The court determined that the fees paid by the portfolio companies went beyond payments for the use of capital (which would indicate an investment rather than a trade or business). The materiality of the fees and the fact that they would be paid to both the fund and YA demonstrated to the court that the fund was not only being compensated for capital but was also engaged in trade or business activities and where therefore distinguishable from investment activities. The manager dealt with portfolio companies directly. The manager sourced, originated, structured, and negotiated deals and the court felt that this went beyond investing. The court then further held that the fund did not qualify for the securities trading safe harbor because the fund's activities went beyond trading in stock and securities and the income of the partnership went beyond returns on the fund's capital.
The fund was a "dealer" subject to the mark-to-market regime of Section 475
Dealers in securities are generally subject to the mark-to-market regime of Section 475. This rule requires securities held in a dealer's inventory to be marked to market annually, i.e., be treated as though they were sold on the last day of the tax year, and any gain is classified as ordinary income.
Whether a taxpayer is a dealer for Section 475 purposes depends on their day-to-day activities.

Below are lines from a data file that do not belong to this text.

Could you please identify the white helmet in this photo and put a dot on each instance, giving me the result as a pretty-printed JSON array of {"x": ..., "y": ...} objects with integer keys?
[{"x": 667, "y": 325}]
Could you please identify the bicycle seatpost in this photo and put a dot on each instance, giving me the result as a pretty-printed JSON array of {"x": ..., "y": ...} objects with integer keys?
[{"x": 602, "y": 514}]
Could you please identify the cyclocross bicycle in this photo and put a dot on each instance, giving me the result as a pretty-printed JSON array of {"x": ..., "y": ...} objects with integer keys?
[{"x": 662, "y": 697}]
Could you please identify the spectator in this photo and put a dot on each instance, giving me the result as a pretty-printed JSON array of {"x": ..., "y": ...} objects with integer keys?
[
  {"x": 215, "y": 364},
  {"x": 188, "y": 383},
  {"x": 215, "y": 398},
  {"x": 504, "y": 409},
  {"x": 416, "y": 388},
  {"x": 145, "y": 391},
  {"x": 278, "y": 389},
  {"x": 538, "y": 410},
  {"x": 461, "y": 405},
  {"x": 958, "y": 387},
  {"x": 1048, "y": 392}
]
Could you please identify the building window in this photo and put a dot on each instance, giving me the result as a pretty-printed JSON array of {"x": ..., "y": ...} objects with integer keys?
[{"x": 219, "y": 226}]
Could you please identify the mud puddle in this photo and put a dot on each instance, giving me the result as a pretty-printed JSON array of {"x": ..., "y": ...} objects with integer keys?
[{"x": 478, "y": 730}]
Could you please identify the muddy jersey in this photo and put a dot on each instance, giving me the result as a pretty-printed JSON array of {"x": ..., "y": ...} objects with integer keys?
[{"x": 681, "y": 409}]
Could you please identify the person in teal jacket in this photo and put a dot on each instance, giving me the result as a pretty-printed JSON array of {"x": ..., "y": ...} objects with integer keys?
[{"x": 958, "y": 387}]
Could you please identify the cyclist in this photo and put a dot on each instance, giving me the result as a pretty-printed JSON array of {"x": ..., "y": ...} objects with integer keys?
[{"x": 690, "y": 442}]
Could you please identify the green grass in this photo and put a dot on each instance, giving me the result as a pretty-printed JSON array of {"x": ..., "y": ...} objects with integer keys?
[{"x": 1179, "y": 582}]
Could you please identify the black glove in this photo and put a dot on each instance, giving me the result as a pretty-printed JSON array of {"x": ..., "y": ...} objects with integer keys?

A "dealer in securities" is someone who regularly offers to deal in positions in securities with customers. The court determined that the fund was a dealer because it regularly held itself out as being willing and able to purchase securities from portfolio companies. The court determined that the fund regularly purchased securities from portfolio companies who were "customers" in the ordinary course of its trade or business. However, in its analysis on this point the court noted that there was no doubt that the fund held itself out as being willing and able to provide capital to portfolio companies. This would rather seem to support the view that the fund was an investor which undermines the court's position as to trade or business and dealer status because it indicates the centrality of YA Global's capital at risk.
Securities held for investment are not subject to the mark-to-market regime. To qualify for this exception from the mark-to-market rule, a security must be identified as held for investment, held as a certain hedge, or acquired or originated in the ordinary course of a trade or business but not held for sale. Rev. Rul. 97-39, 1997-2 C.B. 62, 62 provides that the identification must be made on the dealer's books and records and must clearly indicate that the identification is made for purposes of Section 475. While various documents related to its investments indicated that the fund held investments for investment purposes the court took a narrow view of the identification requirement based on Rev. Rul. 97-39. The court held that the fund did not satisfy the identification requirement because none of those statements specifically referenced Section 475. As such, the fund was subject to the mark-to-market regime for the tax years in question.
The fund was liable for failure to withhold
A partnership that has income which is effectively connected with a US trade or business must withhold tax from the effectively connected income allocable to non-US partners. The court found that YA was an independent agent of the fund and the fund's gain was attributable to YA's US office and the US office was a material factor in generating that income. Accordingly, was required to withhold tax.